Oil falls on China economic data as Opec cuts support crude

London — Oil prices slipped on Friday after China reported slower economic growth, pointing to lower fuel demand in the world’s biggest oil importer, although market sentiment was supported by supply cuts agreed last week by major crude producers.

Benchmark Brent crude was down 40c at $61.05 a barrel by 8.20am GMT, on course for a decline this week of about 1%. US light crude was 25c lower at $52.33.

China, the world’s second-largest economy, reported on Friday some of its slowest growth in retail sales and industrial output in years, highlighting the risks of the country’s trade dispute with the US.

Chinese oil refinery throughput in November fell from October, suggesting an easing in oil demand, though runs were 2.9% above levels a year earlier.

Concerned by mounting oversupply, oil cartel Opec and other oil producers, including Russia, agreed last week to reduce output by 1.2-million barrels per day (bpd), or more than 1% of global demand.

“For the time being, until the Opec cuts start kicking in, the market is oversupplied in the short term,” said Tony Nunan, oil risk manager at Mitsubishi. “If China is slowing down, that’s definitely a concern.”

The International Energy Agency (IEA) said on Thursday that it expects a deficit in oil supply to emerge by the second quarter of next year, provided Opec members and other key producers stick closely to last week’s deal to cut output.

“The Opec cuts will have a substantial impact on the first quarter of 2019 balances compared with this quarter, but market observers may need to wait for the cuts to percolate to inventory data,” Barclays analyst Michael Cohen said in a note.

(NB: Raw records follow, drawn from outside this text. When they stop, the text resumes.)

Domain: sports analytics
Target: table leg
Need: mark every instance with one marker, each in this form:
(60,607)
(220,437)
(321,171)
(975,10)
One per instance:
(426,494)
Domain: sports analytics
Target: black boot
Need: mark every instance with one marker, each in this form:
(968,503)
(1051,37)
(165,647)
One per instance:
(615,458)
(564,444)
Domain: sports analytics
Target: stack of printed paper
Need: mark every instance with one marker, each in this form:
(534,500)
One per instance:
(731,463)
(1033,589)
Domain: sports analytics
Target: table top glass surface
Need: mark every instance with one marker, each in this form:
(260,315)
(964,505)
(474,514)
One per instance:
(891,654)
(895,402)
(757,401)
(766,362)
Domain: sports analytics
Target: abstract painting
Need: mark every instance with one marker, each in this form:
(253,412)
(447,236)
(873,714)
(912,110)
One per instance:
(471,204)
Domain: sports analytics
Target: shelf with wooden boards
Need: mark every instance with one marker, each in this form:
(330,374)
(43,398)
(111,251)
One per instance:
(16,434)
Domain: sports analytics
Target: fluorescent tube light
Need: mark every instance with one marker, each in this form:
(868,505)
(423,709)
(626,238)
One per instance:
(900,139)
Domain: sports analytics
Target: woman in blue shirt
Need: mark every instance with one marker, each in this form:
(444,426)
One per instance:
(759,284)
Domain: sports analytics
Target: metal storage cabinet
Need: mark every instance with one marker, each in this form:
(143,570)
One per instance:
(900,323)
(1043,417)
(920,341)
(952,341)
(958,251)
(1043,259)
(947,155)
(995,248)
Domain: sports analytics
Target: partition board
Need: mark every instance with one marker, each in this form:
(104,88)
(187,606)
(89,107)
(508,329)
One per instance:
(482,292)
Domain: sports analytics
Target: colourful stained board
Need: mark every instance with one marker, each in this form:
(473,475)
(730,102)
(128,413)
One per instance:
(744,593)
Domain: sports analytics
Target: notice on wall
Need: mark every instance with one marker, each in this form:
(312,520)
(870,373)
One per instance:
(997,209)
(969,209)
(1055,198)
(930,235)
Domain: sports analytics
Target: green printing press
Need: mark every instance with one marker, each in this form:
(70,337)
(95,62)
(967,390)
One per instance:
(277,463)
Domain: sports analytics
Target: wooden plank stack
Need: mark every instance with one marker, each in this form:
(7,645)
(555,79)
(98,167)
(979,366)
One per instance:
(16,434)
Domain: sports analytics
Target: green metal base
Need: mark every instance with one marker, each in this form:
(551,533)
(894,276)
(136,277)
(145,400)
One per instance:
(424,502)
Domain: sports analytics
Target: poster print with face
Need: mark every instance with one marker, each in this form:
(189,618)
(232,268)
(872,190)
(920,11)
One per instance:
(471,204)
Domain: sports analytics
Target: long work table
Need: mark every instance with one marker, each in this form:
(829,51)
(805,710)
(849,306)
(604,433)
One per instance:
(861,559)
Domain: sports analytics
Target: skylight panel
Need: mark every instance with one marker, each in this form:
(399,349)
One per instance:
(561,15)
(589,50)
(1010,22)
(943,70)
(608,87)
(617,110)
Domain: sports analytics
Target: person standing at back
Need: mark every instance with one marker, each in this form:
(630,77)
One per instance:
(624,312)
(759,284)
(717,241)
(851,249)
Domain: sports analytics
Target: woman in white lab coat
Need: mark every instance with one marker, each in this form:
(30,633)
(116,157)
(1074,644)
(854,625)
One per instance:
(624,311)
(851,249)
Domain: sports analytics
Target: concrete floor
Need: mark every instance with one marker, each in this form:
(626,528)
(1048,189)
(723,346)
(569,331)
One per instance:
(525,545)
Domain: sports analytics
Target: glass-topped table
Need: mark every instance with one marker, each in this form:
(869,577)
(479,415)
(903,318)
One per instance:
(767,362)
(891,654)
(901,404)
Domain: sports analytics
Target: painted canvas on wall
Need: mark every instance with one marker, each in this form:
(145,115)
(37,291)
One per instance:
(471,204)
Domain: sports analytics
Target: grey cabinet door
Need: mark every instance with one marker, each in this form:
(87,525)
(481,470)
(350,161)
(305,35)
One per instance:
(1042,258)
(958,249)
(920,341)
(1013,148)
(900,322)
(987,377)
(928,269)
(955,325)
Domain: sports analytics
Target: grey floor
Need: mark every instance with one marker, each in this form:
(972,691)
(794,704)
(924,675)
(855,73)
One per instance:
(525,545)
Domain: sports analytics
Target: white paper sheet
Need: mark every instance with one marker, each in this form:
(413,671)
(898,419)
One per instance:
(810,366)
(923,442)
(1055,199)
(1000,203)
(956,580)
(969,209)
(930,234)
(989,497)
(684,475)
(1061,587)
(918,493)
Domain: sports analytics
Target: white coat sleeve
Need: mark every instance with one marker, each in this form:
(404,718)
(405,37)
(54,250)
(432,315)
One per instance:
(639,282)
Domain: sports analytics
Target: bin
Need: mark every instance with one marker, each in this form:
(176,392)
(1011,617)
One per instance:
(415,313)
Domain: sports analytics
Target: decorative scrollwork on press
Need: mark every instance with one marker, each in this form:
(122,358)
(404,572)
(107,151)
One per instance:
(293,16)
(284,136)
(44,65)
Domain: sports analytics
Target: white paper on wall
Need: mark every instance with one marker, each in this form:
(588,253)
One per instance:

As part of the agreement, de facto Opec leader Saudi Arabia plans to reduce its output to 10.2-million bpd in January.

The IEA kept its 2019 forecast for global oil demand growth at 1.4-million bpd, unchanged from its projection last month, and said it expected growth of 1.3-million bpd this year.

Said Cohen, “Our market balance looks 0.5-million bpd tighter next year on reduced Opec supply, such that the surplus is just 0.2-million bpd.”